Mi ha colto di sorpresa il risultato elettorale, con l’affermazione del NO, soprattutto perché generalizzato in tutte le regioni, anche se accentuato in Meridione e fra i giovani. Io credevo che il popolo anziano televisivo, propenso al sì dopo settimane di Renzi in ogni dove e in ogni come, sarebbe bastato a fare pendere il piatto della bilancia e in effetti i sondaggisti hanno visto il SI crescere con l’età. Ma Internet, schierato con il NO, è stato più forte e non sono servite misure come i 500 euro per la cultura, la chiusura del contratto del settore pubblico e gli altri interventi decisi nelle ultime settimane; anche nelle elezioni comunali le strade asfaltate portano voti, ma non l’ultimo trimestre nel quale risultano una misura elettorale.

La larghissima partecipazione conferma come non sia stato un voto sul merito della riforma, i cui contenuti restano incomprensibili alla maggior parte degli Italiani, ma un voto sul Governo Renzi ed è una bocciatura tale da costringere il premier a recarsi al colle per presentare le doverose dimissioni. Il presidente Mattarella dovrebbe accoglierle e pretendere un immediato ricorso alle urne, ma nel sommo caos italiano di riforme a metà, tornarci con l’attuale legge elettorale è una pazzia e in più  c’è da rendere esecutiva la legge di stabilità per il 2017. Si andrà cioè verso qualche forma di gestione provvisoria,  la soluzione menopeggio ma con orizzonti non oltre il proprio naso e quotidiani ricatti.

Più che la riforma elettorale, hanno pesato nel giudizio degli Italiani l’incapacità di regolare e gestire i migranti; la mancanza di lavoro, di prospettive e la possibilità di farsi una famiglia per i giovani; l’insopportabilità della politica parlata, anzi urlata, che non sa ripulirsi dei suoi eccessi e risulta un mondo a se stante, lontano dai bisogni della gente; la corruzione, i favoritismi, i soldi spesi male, la burocrazia.  Il NO è un voto contro l’insicurezza del presente e del futuro a cui siamo costretti. Ancora una volta la classe politica non ha capito che delegittimare l’avversario delegittima tutti.

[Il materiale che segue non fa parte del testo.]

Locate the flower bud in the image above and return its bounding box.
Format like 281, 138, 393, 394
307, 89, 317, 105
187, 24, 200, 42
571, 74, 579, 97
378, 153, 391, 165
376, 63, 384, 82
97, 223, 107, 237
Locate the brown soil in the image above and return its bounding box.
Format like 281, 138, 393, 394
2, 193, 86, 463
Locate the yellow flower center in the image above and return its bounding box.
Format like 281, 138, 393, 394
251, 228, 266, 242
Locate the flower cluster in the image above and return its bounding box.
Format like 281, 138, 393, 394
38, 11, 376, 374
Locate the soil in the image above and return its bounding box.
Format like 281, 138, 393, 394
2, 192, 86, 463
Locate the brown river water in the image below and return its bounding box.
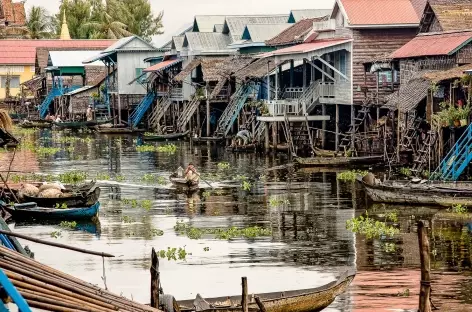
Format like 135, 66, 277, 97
3, 131, 472, 312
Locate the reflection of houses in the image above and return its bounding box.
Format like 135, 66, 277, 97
84, 36, 164, 126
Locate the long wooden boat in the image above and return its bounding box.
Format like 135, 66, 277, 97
358, 178, 472, 207
294, 155, 384, 167
53, 119, 113, 129
21, 187, 100, 208
143, 130, 189, 141
178, 271, 356, 312
2, 202, 100, 221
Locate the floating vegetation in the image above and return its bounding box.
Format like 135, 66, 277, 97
158, 246, 191, 261
447, 204, 469, 214
58, 170, 87, 184
346, 213, 400, 239
174, 221, 272, 240
54, 203, 67, 209
59, 221, 77, 229
336, 170, 369, 182
136, 144, 156, 153
50, 231, 62, 238
156, 144, 177, 154
96, 172, 111, 181
36, 146, 61, 156
399, 167, 413, 177
269, 196, 290, 208
217, 162, 230, 170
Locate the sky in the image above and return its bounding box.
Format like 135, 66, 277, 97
26, 0, 334, 46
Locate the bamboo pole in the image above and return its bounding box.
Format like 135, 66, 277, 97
241, 276, 248, 312
0, 230, 115, 258
418, 221, 431, 312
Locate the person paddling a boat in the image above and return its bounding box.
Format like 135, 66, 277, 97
184, 163, 200, 183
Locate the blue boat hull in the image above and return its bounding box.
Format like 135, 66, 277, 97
3, 202, 100, 221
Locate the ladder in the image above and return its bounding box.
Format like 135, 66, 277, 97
411, 131, 438, 173
430, 124, 472, 181
177, 97, 200, 132
129, 91, 156, 128
149, 95, 172, 129
338, 105, 370, 151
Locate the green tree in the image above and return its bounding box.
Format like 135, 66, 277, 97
26, 6, 54, 39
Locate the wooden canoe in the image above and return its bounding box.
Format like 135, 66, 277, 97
294, 156, 384, 167
2, 202, 100, 221
178, 271, 356, 312
358, 178, 472, 207
53, 119, 113, 129
143, 130, 189, 141
20, 187, 100, 208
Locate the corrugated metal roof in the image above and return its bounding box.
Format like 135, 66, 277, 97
337, 0, 420, 26
171, 36, 185, 52
213, 24, 224, 33
242, 23, 292, 42
183, 32, 231, 51
193, 15, 225, 32
260, 39, 352, 58
48, 51, 105, 67
288, 9, 333, 23
266, 17, 327, 46
391, 31, 472, 58
223, 15, 288, 41
143, 59, 182, 73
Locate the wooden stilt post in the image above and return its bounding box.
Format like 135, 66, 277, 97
151, 247, 159, 309
418, 221, 431, 312
241, 276, 248, 312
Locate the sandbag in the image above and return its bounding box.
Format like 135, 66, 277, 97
39, 183, 61, 193
39, 188, 62, 198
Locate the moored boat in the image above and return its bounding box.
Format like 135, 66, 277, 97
294, 155, 384, 167
178, 271, 356, 312
358, 177, 472, 207
143, 130, 189, 141
21, 187, 100, 208
1, 202, 100, 221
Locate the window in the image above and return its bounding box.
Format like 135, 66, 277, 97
1, 76, 20, 88
379, 70, 398, 86
136, 68, 146, 83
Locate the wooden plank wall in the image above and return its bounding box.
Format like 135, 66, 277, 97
353, 28, 417, 105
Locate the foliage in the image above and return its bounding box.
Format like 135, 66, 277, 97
59, 221, 77, 229
400, 167, 413, 177
59, 170, 87, 184
174, 221, 272, 240
54, 0, 163, 41
26, 6, 54, 39
447, 204, 468, 214
336, 170, 369, 182
346, 213, 400, 239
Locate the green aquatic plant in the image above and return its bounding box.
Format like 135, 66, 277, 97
336, 170, 369, 182
59, 221, 77, 229
58, 170, 87, 184
447, 204, 468, 214
216, 162, 230, 170
156, 144, 177, 154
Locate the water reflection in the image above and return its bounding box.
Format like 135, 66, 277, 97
7, 134, 471, 312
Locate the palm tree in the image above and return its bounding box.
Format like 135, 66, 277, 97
26, 6, 54, 39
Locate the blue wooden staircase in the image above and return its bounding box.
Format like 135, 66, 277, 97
215, 84, 260, 137
430, 124, 472, 181
129, 92, 156, 128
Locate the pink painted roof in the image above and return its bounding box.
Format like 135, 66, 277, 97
260, 39, 352, 58
391, 31, 472, 58
338, 0, 420, 26
0, 39, 116, 65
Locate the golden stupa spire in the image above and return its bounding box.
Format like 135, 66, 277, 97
60, 9, 70, 40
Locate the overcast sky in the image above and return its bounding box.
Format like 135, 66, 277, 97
26, 0, 334, 46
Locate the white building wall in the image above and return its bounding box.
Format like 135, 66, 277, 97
117, 51, 164, 95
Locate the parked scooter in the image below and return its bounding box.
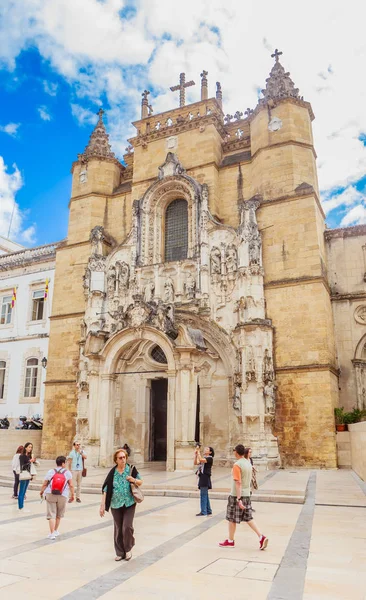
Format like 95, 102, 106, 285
28, 415, 43, 430
15, 416, 28, 429
0, 417, 10, 429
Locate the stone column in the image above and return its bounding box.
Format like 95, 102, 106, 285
99, 374, 117, 467
175, 347, 197, 470
166, 371, 177, 471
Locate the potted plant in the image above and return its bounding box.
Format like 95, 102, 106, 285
334, 406, 346, 431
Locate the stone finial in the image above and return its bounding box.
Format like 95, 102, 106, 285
201, 71, 208, 100
216, 81, 222, 108
78, 108, 115, 162
262, 48, 300, 102
141, 90, 150, 119
170, 73, 196, 107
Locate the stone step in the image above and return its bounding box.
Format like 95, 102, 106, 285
0, 476, 305, 504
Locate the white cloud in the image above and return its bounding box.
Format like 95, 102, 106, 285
71, 104, 98, 125
43, 80, 58, 96
0, 0, 366, 226
38, 106, 52, 121
341, 204, 366, 227
0, 123, 20, 137
322, 185, 365, 215
0, 156, 35, 244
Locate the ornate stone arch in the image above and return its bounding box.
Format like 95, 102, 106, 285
352, 333, 366, 410
140, 153, 201, 265
100, 325, 175, 375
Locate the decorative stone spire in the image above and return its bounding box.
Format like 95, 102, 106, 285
262, 48, 301, 102
78, 108, 115, 161
216, 81, 222, 108
201, 71, 208, 100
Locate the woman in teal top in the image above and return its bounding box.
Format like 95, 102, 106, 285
99, 448, 142, 561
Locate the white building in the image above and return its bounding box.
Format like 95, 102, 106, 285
0, 237, 57, 419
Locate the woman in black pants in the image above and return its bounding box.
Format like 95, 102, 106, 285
11, 446, 23, 499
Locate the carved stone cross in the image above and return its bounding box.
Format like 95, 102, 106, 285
170, 73, 196, 106
271, 48, 283, 62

Le riforme non si possono più fare? Perché no? Sull’abolizione del Cnel e soprattutto sull’abolizione del Senato esiste una maggioranza forte; sono contrari, forse, soltanto i senatori. Si può ripartire da lì e si potrebbe fare anche in fretta, ma tocchiamo il centro della questione: la serietà, l’onestà intellettuale e lo spirito della nostra classe politica. Ognuno cercherà di sfruttare la vittoria del NO a vantaggio del proprio gruppo e il Pd è in questo senso emblematico; ovviamente sono già stati chiesti il congresso e l’elezione di un nuovo segretario, ma pure con la vittoria del SI si sarebbe andati verso una resa dei conti, a rapporti di forza invertiti. Alla fine l’unico partito a uscirne con le ossa rotta è proprio il Pd; i suoi alleati del SI invece non pagheranno dazio e risulteranno ancora più indispensabili.